Given the significance of both these means of energy or power, there is surely merit in making 2nd March a day annually devoted to championing renewable energies.
First and foremost, yesterday we saw a historic moment in the unfolding of the UK’s hydrogen story with the launch of the Hydrogen Taskforce – a cross-industry coalition charged with establishing 100 hydrogen stations in the UK by 2025. Backed by more than 10 major companies at the heart of the energy system – namely Arup, Arval, Baxi, BNP Paribas, BOC, BP, Cadent, DBD, ITM Power, Shell and Storengy – the Taskforce wants the UK Government to commit £1bn towards hydrogen projects.
Hydrogen Taskforce launched in UK
It will align a wide range of stakeholders including government, industry and an informed public with the aim of driving investment in hydrogen to promote its large-scale deployment.
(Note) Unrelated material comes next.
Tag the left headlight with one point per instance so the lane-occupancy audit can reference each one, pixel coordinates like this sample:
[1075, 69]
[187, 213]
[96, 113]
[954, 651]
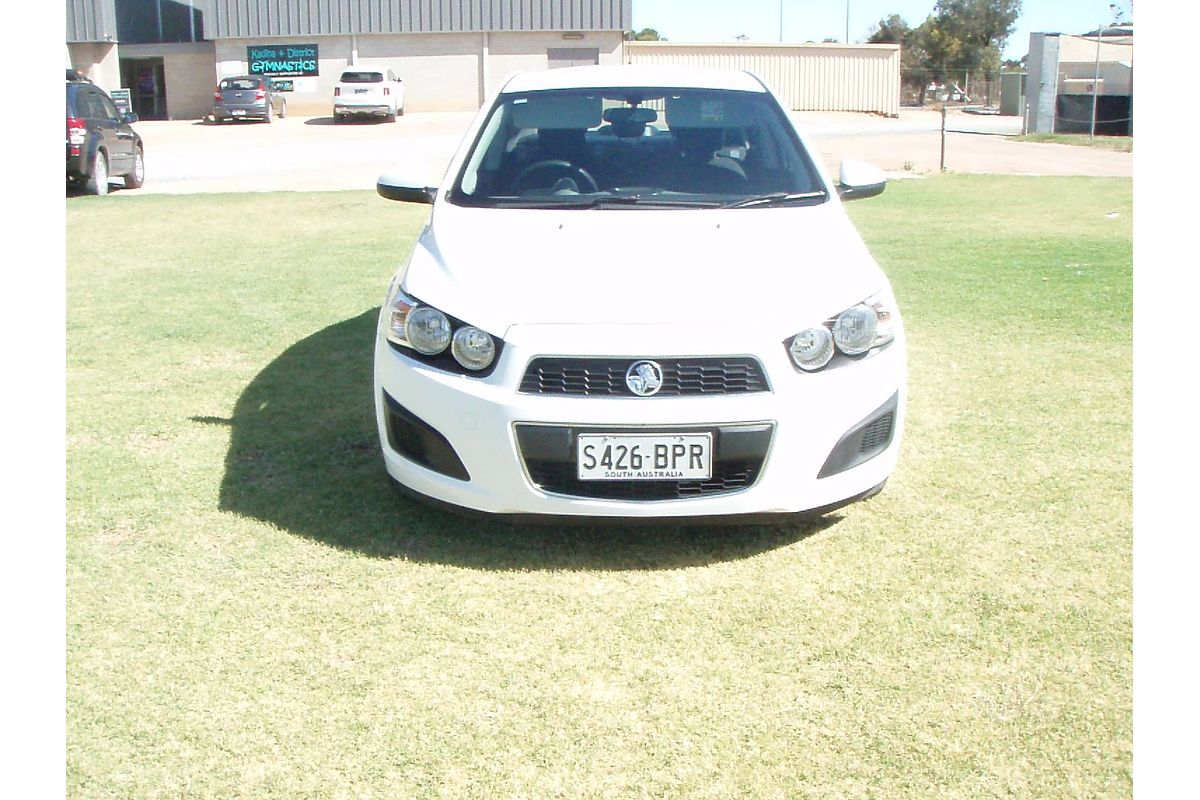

The Taskforce has agreed a collective position on the next steps that must be taken to ensure the UK capitalises on this opportunity to decarbonise cost-effectively, and to play a leading role in the growing global market for hydrogen solutions.
At the same time, we’ve seen the launch of the Biomethane: The Pathway to 2030 report from ADBA, a major report which highlights the potential for biomethane to cut emissions in the hardest to decarbonise sectors of the UK economy – such as heat, transport, waste management and agriculture, and achieve the country’s Net Zero target.
Biomethane to help decarbonise the UK
With a supportive policy environment, anaerobic digestion (AD) technology could deliver a 6% reduction in total UK greenhouse gases emissions and 30% of the reduction needed by 2030 to meet our legally binding carbon budget. The new report sets out the pathway to full deployment by 2030 and identifies policy asks to stimulate growth.
To use some more colloquial discourse, what a ‘double-whammy’ we’re left reflecting on here.
It’s widely acknowledged with international consensus that hydrogen has the ability to unlock or underpin the transition to a sustainable energy future, while a Hydrogen Council study – titled Hydrogen, Scaling Up – shows that a $2.4 trillion market is waiting to be unlocked by 2050 once hydrogen is deployed at scale.
Feature: Realising high hopes for hydrogen
Combined with a biomethane sector that could produce 8 billion m3 of biomethane per year in the UK (enough to heat 6.4 million homes) by 2030, and we’re looking at the convergence of two powerful axes here in decarbonisation. All the more reason to celebrate that these two historic moments positively imposed – or perhaps watermarked – themselves on 2nd March 2020.
Surely that’s something to recognise this year and every year thereafter, and a marker against which we could continue to press home firm deliverables in our efforts towards a sustainable future.